For Multi-site configuration we can use Add-vpns2sinterface again with the peer local network address, IP address as well as the pre-shared key to make it work.

Scenario 2: Connecting two VNET’s using IKEv2 by configuring RAS on both side.(BGP over IPSEC- Dynamic gateway)

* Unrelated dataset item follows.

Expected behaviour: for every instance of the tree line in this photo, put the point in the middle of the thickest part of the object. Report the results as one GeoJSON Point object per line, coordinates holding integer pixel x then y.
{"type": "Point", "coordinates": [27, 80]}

Here the main difference is that instead of giving the entire range of peer IP address space we are giving only the peer-BGP IP address. When the site to site is up, the BGP router will start advertising its local address space to the peer and all the routes are dynamically learnt.

In RAS 1:

$localIP="10.1.2.8"

$localSubnet=”10.1.0.0/24”

$localASN="65111"

$peerIP="10.2.2.8"

$peerASN="65222"

$peerPublicIP="13.65.198.85"

$psk="Corp123!"

$peersubnet=@($peerIP+"/32:100")

Install-RemoteAccess -VpnType VpnS2S

Add-VpnS2SInterface -Protocol IKEv2 -AuthenticationMethod PSKOnly -NumberOfTries 0 -ResponderAuthenticationMethod PSKOnly -Name BGPconnection -Destination $peerPublicIP -IPv4Subnet $peersubnet -SharedSecret $psk -SADataSizeForRenegotiationKilobytes 102400000 -SALifeTimeSeconds 3600

Add-BgpRouter -BgpIdentifier $localIP -LocalASN $localASN

Add-BgpPeer -Name $peerpublicIP -LocalIPAddress $localIP -PeerIPAddress $peerIP -LocalASN $localASN -PeerASN $peerASN -OperationMode Mixed -PeeringMode Automatic

Add-BgpCustomRoute -Network $localSubnet -PassThru

set-vpns2sinterface BGPconnection -initiateconfigpayload $false

In RAS2:

$localIP="10.2.2.8"

$localSubnet=”10.2.0.0/24”

$localASN="65222"

$peerIP="10.1.2.8"

$peerASN="65111"

$peerPublicIP="13.85.30.146"

$psk="Corp123!"

$peersubnet=@($peerIP+"/32:100")

Install-RemoteAccess -VpnType VpnS2S

Add-VpnS2SInterface -Protocol IKEv2 -AuthenticationMethod PSKOnly -NumberOfTries 0 -ResponderAuthenticationMethod PSKOnly -Name BGPconnection -Destination $peerPublicIP -IPv4Subnet $peersubnet -SharedSecret $psk -SADataSizeForRenegotiationKilobytes 102400000 -SALifeTimeSeconds 3600

Add-BgpRouter -BgpIdentifier $localIP -LocalASN $localASN

Add-BgpPeer -Name $peerpublicIP -LocalIPAddress $localIP -PeerIPAddress $peerIP -LocalASN $localASN -PeerASN $peerASN -OperationMode Mixed -PeeringMode Automatic

Add-BgpCustomRoute -Network $localSubnet -PassThru

set-vpns2sinterface BGPconnection -initiateconfigpayload $false

Once that is done, we can actually execute the below command to for troubleshooting:

Get-BgpPeer : The Get-BgpRouter cmdlet gets router configuration information for Border Gateway Protocol (BGP) routers.

Get-BgpRouter : The Get-BgpRouter cmdlet gets router configuration information for Border Gateway Protocol (BGP) routers.

Get-BgpRouteInformation : The Get-BgpRouteInformation cmdlet retrieves Border Gateway Protocol (BGP) route information for one or more network prefixes.